Figure 4. Role of JAK2 and STAT3 in the spinal leptin effect.

(A–D) The expression (Western blot) of JAK2, p-STAT3, NR1, and IL-1β was increased, whereas STAT3 was decreased on day 7 in CCI rats. The altered expression of JAK2, STAT3, p-STAT3, NR1, and IL-1β was prevented by once daily intrathecal administration of leptin antagonist (LA, 3 μg) for 7 days. S, sham; C, CCI; LA, leptin antagonist. (E and F) Exposure to leptin (100 ng/ml) for 5 or 72 hours upregulated NR1 and IL-1β expression in an organotypic spinal tissue culture (Western blot) and increased IL-1β in the culture medium (ELISA) (G). T5h, leptin exposure for 5 hours; T72h, leptin exposure for 72 hours; C5h, vehicle exposure for 5 hours; C72h, vehicle exposure for 72 hours. (H and I) Adding AG 490 (6 ng/ml) into leptin (100 ng/ml) culture medium for 72 hours significantly reduced leptin-dependent NR1 and IL-1β upregulation.

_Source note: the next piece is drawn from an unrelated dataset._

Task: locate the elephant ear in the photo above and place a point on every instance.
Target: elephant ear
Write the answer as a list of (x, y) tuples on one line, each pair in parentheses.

V, vehicle; A, AG 490; L, leptin. (J) Exposure to leptin increased the expression of microglia (OX-42) in the spinal tissue culture. Scale bars: 120 μm (GFAP); 60 μm (OX-42). Histogram shows density measurement of immunofluorescent images (n = 5). (K) NMDA-induced current was enhanced in the presence of leptin. Arrow indicates recovery of NMDA current at 30 minutes after leptin washout. Data are shown as mean ± SD. *P < 0.05 versus sham; ^#P < 0.05 versus control.